Partially derivable (6 chapters):
-
Ch. 1 (Goals) — quality goals yes, prioritization and stakeholder concerns no
-
Ch. 3 (Context) — system boundary yes, communication partner details no
-
Ch. 4 (Strategy) — decisions yes, strategy-to-quality-goal mapping no
-
Ch. 6 (Runtime) — implemented scenarios yes, aspirational ones no
-
Ch. 8 (Concepts) — some yes (security, testing), others no (error handling, logging)
-
Ch. 10 (Quality) — requirements yes, scenario format no
Poorly derivable (2 chapters):
-
Ch. 7 (Deployment) — performance budgets and installation details are decisions
-
Ch. 9 (Decisions/ADRs) — code shows results, not the decision process
.7. Open Questions: Quality as a Brownfield Checklist
The LLM generated 33 open questions in 8 categories.
| Assessment | Count | Percent |
|---|---|---|
Valid (genuinely not derivable from code) |
31 |
79% |
Partially valid (inferable from code but not tested) |
6 |
15% |
Should be closed (already answered) |
2 |
5% |
Strengths:
-
Missing documentation correctly identified (schema file, user manual, tutorial, trust model)
-
Design rationale systematically recognized as a gap
-
"What Would Help" provides concrete action items
Gaps — what should have been asked:
-
No question about open-source sustainability (who maintains this?)
-
No question about the competitive landscape (which tools does this compete with?)
-
No question about test coverage strategy (what is "good enough"?)
-
No question about CI/CD platform support
-
No question about the Node.js exclusion (stated in CLAUDE.md with rationale)
.8. What Brownfield Projects Need for the Dark Factory
.8.1. Derivable from code (LLM can do this itself)
-
Functional requirements (WHAT the system does)
-
Data models and interfaces
-
CLI specification (commands, flags, exit codes)
-
Acceptance criteria (from tests)
-
Crosscutting concepts (error handling, security, atomicity)
-
Glossary (domain terms)
-
Building block view (package structure, dependencies)
.8.2. NOT derivable from code (must be documented)
-
Business context: Why does this project exist?
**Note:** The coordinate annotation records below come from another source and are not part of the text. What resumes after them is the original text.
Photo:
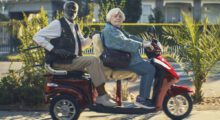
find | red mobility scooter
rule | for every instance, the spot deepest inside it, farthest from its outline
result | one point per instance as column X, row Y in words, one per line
column 70, row 92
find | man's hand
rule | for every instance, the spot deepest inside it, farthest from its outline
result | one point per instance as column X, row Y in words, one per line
column 61, row 52
column 93, row 33
column 147, row 44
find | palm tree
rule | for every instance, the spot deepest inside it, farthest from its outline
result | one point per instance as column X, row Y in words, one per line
column 199, row 46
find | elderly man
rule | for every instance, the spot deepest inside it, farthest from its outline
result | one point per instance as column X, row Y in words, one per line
column 63, row 41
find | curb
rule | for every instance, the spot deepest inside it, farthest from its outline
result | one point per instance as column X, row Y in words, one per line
column 38, row 108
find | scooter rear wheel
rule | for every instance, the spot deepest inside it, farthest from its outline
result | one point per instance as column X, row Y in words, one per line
column 64, row 107
column 177, row 107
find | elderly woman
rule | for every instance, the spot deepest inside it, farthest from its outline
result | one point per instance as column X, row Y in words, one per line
column 116, row 38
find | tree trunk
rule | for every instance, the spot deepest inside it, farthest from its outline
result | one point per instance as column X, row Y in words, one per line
column 198, row 82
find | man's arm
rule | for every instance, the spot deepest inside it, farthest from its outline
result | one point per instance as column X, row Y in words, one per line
column 43, row 37
column 86, row 42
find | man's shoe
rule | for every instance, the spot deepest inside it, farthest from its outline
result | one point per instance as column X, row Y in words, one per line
column 105, row 101
column 140, row 102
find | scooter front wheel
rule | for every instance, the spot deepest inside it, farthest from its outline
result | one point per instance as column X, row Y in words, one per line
column 177, row 107
column 64, row 107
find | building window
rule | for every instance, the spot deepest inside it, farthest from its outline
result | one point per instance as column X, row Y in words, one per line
column 173, row 11
column 146, row 11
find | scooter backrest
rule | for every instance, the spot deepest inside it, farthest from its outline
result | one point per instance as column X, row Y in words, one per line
column 97, row 44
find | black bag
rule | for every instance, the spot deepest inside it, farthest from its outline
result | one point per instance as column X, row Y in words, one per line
column 114, row 58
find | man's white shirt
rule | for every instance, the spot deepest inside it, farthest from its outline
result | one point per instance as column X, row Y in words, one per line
column 53, row 30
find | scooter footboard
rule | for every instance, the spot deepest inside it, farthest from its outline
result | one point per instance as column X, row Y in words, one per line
column 176, row 90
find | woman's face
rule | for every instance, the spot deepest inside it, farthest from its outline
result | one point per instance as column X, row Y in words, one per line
column 116, row 20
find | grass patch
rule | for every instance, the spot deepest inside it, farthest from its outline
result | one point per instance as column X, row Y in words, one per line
column 11, row 57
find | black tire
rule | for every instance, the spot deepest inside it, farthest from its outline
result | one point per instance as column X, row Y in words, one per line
column 70, row 100
column 178, row 117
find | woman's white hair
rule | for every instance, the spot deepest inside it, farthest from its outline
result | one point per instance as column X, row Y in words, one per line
column 114, row 11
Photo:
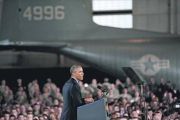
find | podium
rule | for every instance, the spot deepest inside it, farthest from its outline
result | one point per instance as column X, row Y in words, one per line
column 97, row 110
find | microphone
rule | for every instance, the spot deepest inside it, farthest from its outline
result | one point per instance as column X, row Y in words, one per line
column 99, row 87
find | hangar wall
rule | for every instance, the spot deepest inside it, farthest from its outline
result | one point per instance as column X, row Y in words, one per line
column 157, row 15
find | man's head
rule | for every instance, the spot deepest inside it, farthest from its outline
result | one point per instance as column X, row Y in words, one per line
column 6, row 115
column 20, row 117
column 29, row 116
column 77, row 72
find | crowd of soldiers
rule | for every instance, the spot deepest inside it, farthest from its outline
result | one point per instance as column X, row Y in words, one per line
column 126, row 100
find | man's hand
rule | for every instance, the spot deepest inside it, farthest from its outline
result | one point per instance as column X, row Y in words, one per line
column 88, row 100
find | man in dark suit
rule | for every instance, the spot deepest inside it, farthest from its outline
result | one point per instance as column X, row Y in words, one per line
column 72, row 94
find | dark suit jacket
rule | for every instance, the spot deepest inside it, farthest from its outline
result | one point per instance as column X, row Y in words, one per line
column 72, row 99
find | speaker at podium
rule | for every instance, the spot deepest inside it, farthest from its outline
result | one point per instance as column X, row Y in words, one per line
column 97, row 110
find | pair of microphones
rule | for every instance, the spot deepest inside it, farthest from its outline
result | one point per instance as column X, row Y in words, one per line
column 102, row 89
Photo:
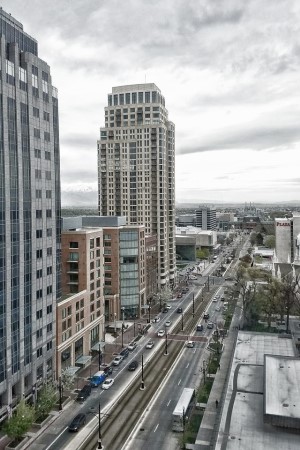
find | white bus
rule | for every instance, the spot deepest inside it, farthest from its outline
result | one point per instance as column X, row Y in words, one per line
column 182, row 409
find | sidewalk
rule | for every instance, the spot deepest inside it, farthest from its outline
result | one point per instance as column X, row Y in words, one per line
column 210, row 422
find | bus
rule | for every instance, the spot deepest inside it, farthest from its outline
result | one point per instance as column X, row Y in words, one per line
column 182, row 409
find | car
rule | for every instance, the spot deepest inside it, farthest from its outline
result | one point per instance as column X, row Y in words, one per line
column 117, row 360
column 84, row 393
column 124, row 353
column 132, row 346
column 150, row 344
column 107, row 383
column 77, row 422
column 133, row 365
column 107, row 369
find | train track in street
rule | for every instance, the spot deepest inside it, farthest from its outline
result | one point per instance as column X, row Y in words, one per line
column 122, row 417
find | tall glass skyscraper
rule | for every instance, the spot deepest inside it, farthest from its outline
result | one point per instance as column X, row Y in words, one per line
column 29, row 216
column 136, row 167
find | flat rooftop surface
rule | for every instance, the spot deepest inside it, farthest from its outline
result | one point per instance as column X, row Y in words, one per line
column 282, row 390
column 242, row 426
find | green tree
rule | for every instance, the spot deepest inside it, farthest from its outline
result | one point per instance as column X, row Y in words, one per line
column 268, row 299
column 270, row 241
column 67, row 379
column 47, row 397
column 20, row 422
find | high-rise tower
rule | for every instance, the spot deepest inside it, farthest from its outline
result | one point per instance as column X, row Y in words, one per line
column 136, row 167
column 29, row 215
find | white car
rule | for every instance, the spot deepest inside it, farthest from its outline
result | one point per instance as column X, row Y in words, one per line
column 190, row 344
column 150, row 344
column 117, row 360
column 132, row 346
column 107, row 383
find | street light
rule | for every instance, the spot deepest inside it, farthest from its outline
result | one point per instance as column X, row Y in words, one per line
column 60, row 388
column 122, row 329
column 166, row 345
column 142, row 382
column 193, row 305
column 100, row 446
column 100, row 356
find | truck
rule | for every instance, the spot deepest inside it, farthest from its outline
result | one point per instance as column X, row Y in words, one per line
column 98, row 378
column 182, row 410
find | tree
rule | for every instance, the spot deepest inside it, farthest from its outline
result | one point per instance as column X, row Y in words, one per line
column 67, row 379
column 290, row 294
column 268, row 299
column 20, row 422
column 47, row 397
column 270, row 241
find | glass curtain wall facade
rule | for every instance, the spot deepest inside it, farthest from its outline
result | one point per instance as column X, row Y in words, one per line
column 29, row 216
column 136, row 168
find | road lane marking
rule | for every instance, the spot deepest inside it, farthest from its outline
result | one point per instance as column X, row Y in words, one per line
column 56, row 438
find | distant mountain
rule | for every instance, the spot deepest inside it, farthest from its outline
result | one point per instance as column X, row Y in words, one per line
column 79, row 198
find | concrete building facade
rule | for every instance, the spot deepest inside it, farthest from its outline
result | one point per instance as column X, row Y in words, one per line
column 136, row 168
column 206, row 218
column 29, row 216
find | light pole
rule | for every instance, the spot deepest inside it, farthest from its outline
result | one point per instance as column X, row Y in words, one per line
column 142, row 382
column 60, row 388
column 193, row 305
column 166, row 345
column 100, row 356
column 122, row 330
column 100, row 446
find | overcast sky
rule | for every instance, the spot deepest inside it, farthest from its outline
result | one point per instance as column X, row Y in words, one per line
column 229, row 71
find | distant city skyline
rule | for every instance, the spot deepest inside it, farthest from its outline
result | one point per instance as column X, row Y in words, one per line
column 228, row 69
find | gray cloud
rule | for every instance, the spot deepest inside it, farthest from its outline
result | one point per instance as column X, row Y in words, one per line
column 267, row 138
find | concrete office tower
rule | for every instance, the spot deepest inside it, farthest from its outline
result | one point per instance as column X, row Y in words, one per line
column 136, row 165
column 29, row 216
column 206, row 218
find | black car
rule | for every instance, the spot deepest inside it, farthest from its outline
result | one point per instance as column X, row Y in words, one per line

Against whom? For whom?
-
Design rationale: Why was alternative A chosen over B? (ADR context)
-
Quality goal prioritization: What is most important and why?
-
Stakeholder concerns: Who uses it, what is their skill level, what do they expect?
-
Aspirational features: What is planned but not yet implemented?
-
Performance budgets: What thresholds apply?
-
Tutorials and guides: Didactic preparation requires humans
-
Review results: Historical assessments and their consequences
.8.3. The Brownfield Preparation Checklist
Before a legacy project can enter the Dark Factory, it needs at minimum:
-
A Problem Statement with competitive context (1 page)
-
ADR context sections for the top 5 decisions (1 paragraph "why" each)
-
Prioritized Quality Goals (top 3 with rationale)
-
Stakeholder profiles (who uses it, what they can do, what they expect)
-
A "Not Implemented Yet" list (planned features)
-
Performance budgets (measurable thresholds)
Everything else the LLM can reconstruct on its own — and in some areas does it better than the original (more FRs, more ACs, better security documentation, complete glossary).
.9. Where the Generated Documentation is Genuinely Better
The generated docs are not just longer — in five areas they are substantively better. This reveals spec drift: things that were built but never documented.
.9.1. Security: integrated instead of separated
The original relegates security to a separate review document. The generated version integrates security directly into the specification with traceable SEC-IDs (SEC-001 through SEC-018) woven through PRD, CLI spec, and acceptance criteria. A maintainer reading NFR-005 (Security — path containment) can immediately find the test (TestRootCmd_RejectsModelPathTraversal) and the enforcement code (root.go:validatePathContainment).
The original PRD has zero security NFRs. The code has six security mechanisms. That gap is spec drift.
.9.2. Acceptance criteria: test-traceable instead of prose
The original uses Gherkin scenarios with no connection to actual tests. The generated version cites test function names inline: AC-001-01: … // test: TestInitCreatesFiles. An architect can verify each criterion against the test suite. The original is write-only documentation — readable by humans, unverifiable by machines.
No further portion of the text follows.